If you are old enough to be employed in the 1960s, you may remember when your company started providing dental insurance as part of your health benefits package. Like many consumers, you may have thought and may still believe that your medical and dental coverage was similar, but this is not the case. Understanding the differences between these types of insurance can be an essential tool as you continue to seek the highest cost oral care.
General medical concerns versus oral health
To understand why health insurance and dental coverage are different from each other, it is worth thinking about the nature of the problems that each of them treats.
Most of the non-dental medical conditions we encounter cannot be predicted, and they can be considered unsafe or random. Often, their occurrence causes significant and even catastrophic expenses. Look at a numbered hospital bill or receipt that shows how much your insurance is covered when you need an MRI or comprehensive blood test, and understand how quickly health costs can get out of control, as well as the key role insurance coverage plays in many of us from bankruptcy.

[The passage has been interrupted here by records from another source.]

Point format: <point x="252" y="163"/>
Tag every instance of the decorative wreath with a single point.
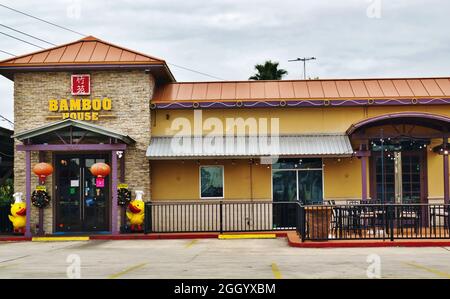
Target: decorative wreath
<point x="124" y="196"/>
<point x="40" y="198"/>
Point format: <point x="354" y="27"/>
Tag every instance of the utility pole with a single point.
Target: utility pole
<point x="304" y="59"/>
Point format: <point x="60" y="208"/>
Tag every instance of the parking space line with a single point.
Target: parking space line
<point x="190" y="244"/>
<point x="128" y="270"/>
<point x="431" y="270"/>
<point x="276" y="271"/>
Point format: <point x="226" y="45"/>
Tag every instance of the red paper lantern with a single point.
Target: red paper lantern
<point x="42" y="170"/>
<point x="100" y="170"/>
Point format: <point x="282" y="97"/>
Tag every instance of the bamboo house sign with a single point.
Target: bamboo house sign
<point x="80" y="109"/>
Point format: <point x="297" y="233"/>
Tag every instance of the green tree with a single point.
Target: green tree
<point x="268" y="71"/>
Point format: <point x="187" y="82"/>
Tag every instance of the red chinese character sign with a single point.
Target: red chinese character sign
<point x="81" y="85"/>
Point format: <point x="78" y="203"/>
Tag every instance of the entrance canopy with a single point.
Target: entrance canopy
<point x="71" y="131"/>
<point x="433" y="121"/>
<point x="316" y="145"/>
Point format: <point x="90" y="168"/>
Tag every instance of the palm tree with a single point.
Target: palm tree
<point x="268" y="71"/>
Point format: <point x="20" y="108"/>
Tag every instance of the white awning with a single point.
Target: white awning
<point x="314" y="145"/>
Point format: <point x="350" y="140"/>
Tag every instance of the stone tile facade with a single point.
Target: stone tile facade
<point x="130" y="92"/>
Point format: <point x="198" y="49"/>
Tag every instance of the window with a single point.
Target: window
<point x="211" y="182"/>
<point x="298" y="179"/>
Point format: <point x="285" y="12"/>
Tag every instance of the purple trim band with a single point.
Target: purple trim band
<point x="400" y="115"/>
<point x="72" y="147"/>
<point x="298" y="103"/>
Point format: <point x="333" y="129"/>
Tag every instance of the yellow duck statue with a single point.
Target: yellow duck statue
<point x="136" y="212"/>
<point x="18" y="214"/>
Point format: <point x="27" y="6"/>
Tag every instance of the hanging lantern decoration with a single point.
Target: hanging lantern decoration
<point x="100" y="170"/>
<point x="42" y="170"/>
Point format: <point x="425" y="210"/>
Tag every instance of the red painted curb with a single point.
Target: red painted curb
<point x="170" y="236"/>
<point x="331" y="244"/>
<point x="14" y="239"/>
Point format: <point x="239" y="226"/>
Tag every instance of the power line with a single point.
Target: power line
<point x="29" y="35"/>
<point x="42" y="20"/>
<point x="7" y="53"/>
<point x="194" y="71"/>
<point x="19" y="39"/>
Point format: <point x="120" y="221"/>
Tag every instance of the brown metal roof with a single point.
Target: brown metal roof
<point x="89" y="50"/>
<point x="304" y="89"/>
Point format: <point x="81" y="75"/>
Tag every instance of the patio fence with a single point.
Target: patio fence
<point x="220" y="216"/>
<point x="374" y="221"/>
<point x="359" y="221"/>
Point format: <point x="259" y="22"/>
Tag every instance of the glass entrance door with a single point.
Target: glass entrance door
<point x="399" y="177"/>
<point x="80" y="205"/>
<point x="295" y="180"/>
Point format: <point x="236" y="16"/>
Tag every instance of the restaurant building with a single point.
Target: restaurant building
<point x="313" y="141"/>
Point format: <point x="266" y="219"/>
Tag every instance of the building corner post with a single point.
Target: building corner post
<point x="28" y="193"/>
<point x="114" y="216"/>
<point x="446" y="176"/>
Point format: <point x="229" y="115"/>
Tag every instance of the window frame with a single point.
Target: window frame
<point x="200" y="181"/>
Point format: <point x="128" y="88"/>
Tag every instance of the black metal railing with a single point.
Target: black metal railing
<point x="352" y="221"/>
<point x="220" y="216"/>
<point x="5" y="224"/>
<point x="374" y="221"/>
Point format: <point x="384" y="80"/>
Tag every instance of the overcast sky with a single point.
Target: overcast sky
<point x="226" y="38"/>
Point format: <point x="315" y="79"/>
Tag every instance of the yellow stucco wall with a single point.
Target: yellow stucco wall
<point x="342" y="178"/>
<point x="179" y="180"/>
<point x="435" y="173"/>
<point x="291" y="120"/>
<point x="172" y="180"/>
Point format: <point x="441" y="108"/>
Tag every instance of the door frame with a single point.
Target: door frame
<point x="423" y="174"/>
<point x="56" y="178"/>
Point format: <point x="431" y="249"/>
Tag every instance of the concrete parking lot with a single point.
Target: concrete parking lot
<point x="212" y="258"/>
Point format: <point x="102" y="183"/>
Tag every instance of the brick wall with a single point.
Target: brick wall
<point x="130" y="92"/>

Contrast these health problems to dental problems such as tooth decay and gum disease. While oral diseases can be found in people from all walks of life, races and messages, their incidence has decreased significantly in recent years. This positive trend is due, among other things, to water fluoridation in the community, as well as the fact that more people are turning to the dentist regularly for preventive treatment. But unlike many health problems that can disappear unexpectedly, dental problems like tooth decay and gum disease only get worse over time, resulting in extensive and expensive treatment.
How the structure of the dental system is unique
Interestingly, the average expenditure per person for dental care in 2002 was $ 513.06, compared to $ 3,302 per person in the same year she spent on regular medical care.
These data indicate that these systems operate very differently from each other. Technological advances in dentistry have enabled oral therapists to be more efficient and lower their costs. However innovations in standard medicine tend to result in higher costs.
When you visit your dentist, he or she can address most of your needs right in his or her office. In fact, 80% of dentists are general practitioners, with specialists like oral surgeons making up the other 20%.
This is in direct contrast to the medical profession, where specialists make up 80% of the field. In addition, most if not all of the dental care you will ever receive during your life will be on an inpatient basis, whereas a significant portion of general medical care takes place in hospitals or other inpatient settings. Finally, a much lower percentage of dentists are divided into larger groups or partnerships than physicians. All of these factors are integrated in the separation between dentistry and general medicine.
Dental insurance versus health insurance
There is one last factor that sets dental care apart. Since most oral conditions are not life-threatening in nature, you blue can have the luxury of time and choice. You can go online and consult with family and friends or get a second opinion to find the dentist who will best meet your needs.
This time looking for oral treatments can give you a chance to explore beneficial coverage options known as discounted dental plans. These dental insurance alternatives allow the patient to save significantly because large groups of dentists come together and offer quality care at discounted prices. Insurance has come a long way since the 1960s, and getting the coverage that will save you the most money for the best care is one of the best things you can do for yourself.